Healing in their own words...
November 20, 2013
God had a plan on this retreat, calling the retreat team to go beyond what we knew as we prepared for His work. We experienced abundant blessings on this retreat, starting with a priest willing to drive 10 hours so he could stay the entire retreat with us, joined by a deacon who worked faithfully at his side. And for the first time ever, a parish pro-life group helped us set up, tear down, and most importantly, offered up prayers for the retreatants a whole month before they arrived.
These sacrifices, prayers and devotion laid the foundation for our retreatants to begin their journey. In their own words, these women described healing that only the Lord can bring:
“Look at the sunrise! That is for me! This is the beginning of life for me.”
“I don’t know how to express my joy! This is new for me! My heart hurts with joy and I don’t know what to do with it!”
“When I opened my eyes after the meditation, and saw Father’s face and heard him say… Welcome Home… I knew I really was. I had come back to the Church.”
“My children thank me that I don’t yell at them anymore. They say that I can go on more retreats like that anytime!”
“I am pregnant! I found out just after retreat. God is trusting me once again and I was so excited to have the healing He gave me on retreat, and now to see that He is actually showing me how much He trusts me to be a mom again, [it] frightens me. But I know He will be with me and so will my new Rachel family”
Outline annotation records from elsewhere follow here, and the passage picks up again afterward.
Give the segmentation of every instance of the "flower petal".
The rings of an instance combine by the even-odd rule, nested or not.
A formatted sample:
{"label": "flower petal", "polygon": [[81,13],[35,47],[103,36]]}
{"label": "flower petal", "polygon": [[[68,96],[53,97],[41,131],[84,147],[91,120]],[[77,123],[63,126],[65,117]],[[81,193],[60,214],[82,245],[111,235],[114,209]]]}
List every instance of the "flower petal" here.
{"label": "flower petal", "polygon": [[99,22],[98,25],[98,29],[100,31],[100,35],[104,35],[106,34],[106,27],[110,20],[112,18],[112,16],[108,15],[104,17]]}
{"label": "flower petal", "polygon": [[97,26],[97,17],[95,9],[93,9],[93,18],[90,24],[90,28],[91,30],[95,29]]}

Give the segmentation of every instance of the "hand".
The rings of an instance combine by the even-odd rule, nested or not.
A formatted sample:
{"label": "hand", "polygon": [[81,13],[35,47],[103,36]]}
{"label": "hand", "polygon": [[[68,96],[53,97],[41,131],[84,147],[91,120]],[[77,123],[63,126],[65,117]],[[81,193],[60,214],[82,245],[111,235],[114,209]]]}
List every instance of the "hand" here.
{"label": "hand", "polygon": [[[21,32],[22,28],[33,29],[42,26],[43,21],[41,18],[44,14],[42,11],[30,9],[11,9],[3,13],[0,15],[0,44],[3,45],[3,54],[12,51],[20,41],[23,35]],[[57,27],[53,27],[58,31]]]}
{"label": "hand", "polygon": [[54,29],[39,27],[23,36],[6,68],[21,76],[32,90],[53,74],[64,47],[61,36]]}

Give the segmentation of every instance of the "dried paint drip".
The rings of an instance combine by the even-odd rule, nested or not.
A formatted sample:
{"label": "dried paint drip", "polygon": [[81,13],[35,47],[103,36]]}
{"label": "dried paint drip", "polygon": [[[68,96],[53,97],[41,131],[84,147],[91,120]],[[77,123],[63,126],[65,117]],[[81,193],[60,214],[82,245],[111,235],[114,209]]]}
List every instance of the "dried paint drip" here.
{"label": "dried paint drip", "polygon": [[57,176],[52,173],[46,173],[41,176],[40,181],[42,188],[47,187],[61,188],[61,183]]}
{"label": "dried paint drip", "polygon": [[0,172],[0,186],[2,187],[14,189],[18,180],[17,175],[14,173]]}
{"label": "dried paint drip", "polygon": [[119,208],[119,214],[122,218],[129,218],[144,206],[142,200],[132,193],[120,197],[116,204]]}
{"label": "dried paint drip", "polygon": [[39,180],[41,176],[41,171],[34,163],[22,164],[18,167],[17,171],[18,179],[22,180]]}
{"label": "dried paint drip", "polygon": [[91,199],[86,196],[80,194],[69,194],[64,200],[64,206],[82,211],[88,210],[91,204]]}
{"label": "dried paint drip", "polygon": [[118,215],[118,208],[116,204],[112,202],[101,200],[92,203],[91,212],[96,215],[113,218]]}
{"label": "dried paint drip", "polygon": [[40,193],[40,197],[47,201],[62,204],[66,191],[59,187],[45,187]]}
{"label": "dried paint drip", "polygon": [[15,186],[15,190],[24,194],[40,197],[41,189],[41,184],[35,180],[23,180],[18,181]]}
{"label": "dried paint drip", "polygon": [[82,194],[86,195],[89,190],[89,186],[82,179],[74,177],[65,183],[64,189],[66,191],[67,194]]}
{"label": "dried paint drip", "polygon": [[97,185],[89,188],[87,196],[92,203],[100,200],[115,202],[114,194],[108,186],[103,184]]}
“I have to say that since [the] retreat I am like I was when I was young, but this is so much better, because now I know God!”
“My child finally has a name. He is part of my family! I sat down with my other children and introduced their brother to them.”
“Remember me? I am the one that never has been hugged by her mother, and we live together, so it is hard. I came home from retreat and went straight over to her and hugged her! I didn’t even know I knew how to do that! What did she do? She hugged me back and we both cried.”
“When I left the confessional, I was floating. I was freed. I felt like I was glowing! I reconciled with my babies too! Really! I couldn’t feel the ground! I was so happy!”
“What used to be my embarrassment of saying I had been six abortions, now I can say that I have six angels that are with God and that are protecting me. I am free.”
“In the confessional, Jesus hugged me. I was so unworthy but He hugged me anyway.”
“I never went to confession before because I didn’t know where to start and I knew I had too much to say. Here I could say it all and get it all out. It took a long time. I am 50 years old and I finally got it all out. And now I know He never left me alone during all these years. He let me know it hurt Him more than it did me, to see me suffer this way”
Our Lord made His loving acceptance and forgiveness known in countless ways on this retreat. This weekend was the beginning of these women opening themselves up for God and His love. Through the presence of a devoted priest and deacon, the Church came to them to bring them home! No longer outside the doors of the Church where they thought they belonged, it was time to go inside. And so they did.
These are things we cannot plan. This is God at work in every little detail. The work in the vineyard was beautifully intense and the harvest abundant.